Aber der Mensch war nicht am Ende, er hatte Kraft und ein Ziel. Der Höhenzug war nicht mehr weit. Deutlich zeichnete sich der Paß ab. Kein schwieriger Paß, eher ein Spaziergang, ein sanfter Sattel zwischen zwei Hügeln, hinter denen das Inuitdorf lag, die Rettung! Die Aussicht auf freundliche Gesichter, auf Lachen und menschliche Stimmen trieb ihn an. Trotz der eisigen Kälte schwitzte er. Durch seine Kleidung drang der Schweiß und verdampfte an der Oberfläche, wie nach einem sommerlichen Gewitterregen das Wasser auf einer heißen Vorstadtstraße. Nur noch wenige Meter bis zur Paßhöhe. Gleichmäßig und kontrolliert setzte er einen Fuß vor den Anderen - er war oben. Vor ihm breitete sich das Land aus, ein herrliches Land mit leichten Hügeln und weiten Ebenen, bedeckt von einem im untergehenden Sonnenlicht funkelnden seidenen Tuch. Einem unberührten, makellosen Tuch, das alles Leben erstickte und der Stille den Weg bahnte, der nicht enden wollenden Stille - dem Tod.
Die Einsamkeit schnappte nach ihm, sie zerrte, sie rüttelte an ihm, sie zerriß ihn. Der Mensch wehrte sich nicht, er ließ es mit sich geschehen, der Lauf des Revolvers in seinem Mund war nicht Bedrohung für ihn sonder Erlösung und dann durchströmte ihn Wärme und ein behütendes Licht hüllte ihn ein.

Die Inuitkinder spielten vor dem Versammlungshaus im in der Nacht gefallenen Schnee, als der Schuß das Leben unterbrach. Die Kinder schauten sich an und auch die Erwachsenen waren aus den Baracken gekommen. Der Knall kam oben vom Paß. Er war vom Dorf aus nicht einzusehen, weil ein Felsvorsprung sich zwischen ihn und das Dorf zwängte.
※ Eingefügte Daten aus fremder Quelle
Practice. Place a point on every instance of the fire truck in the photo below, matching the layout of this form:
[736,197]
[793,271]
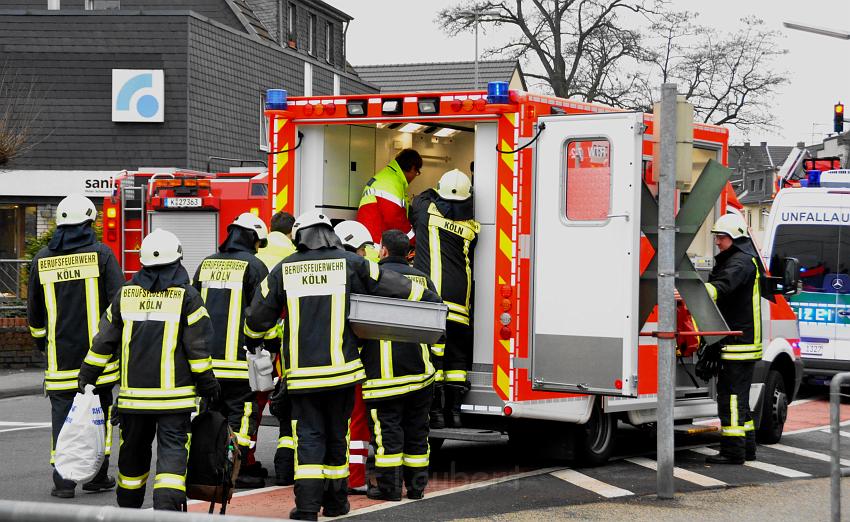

Motorschlitten heulten auf, Hunde kläfften, Menschenstimmen überall. Jeder eilte aus dem Dorf, um den Felsen herum, um auf den Paß blicken zu können.
Er lag eigentlich da wie immer, eine von unberührtem Schnee bedeckte Senke zwischen zwei Hügeln, nur die rote Stelle an seinem höchsten Punkt störte das Gewohnte. Eine kandierte Kirsche auf einem von Puderzucker bestreuten Kuchen.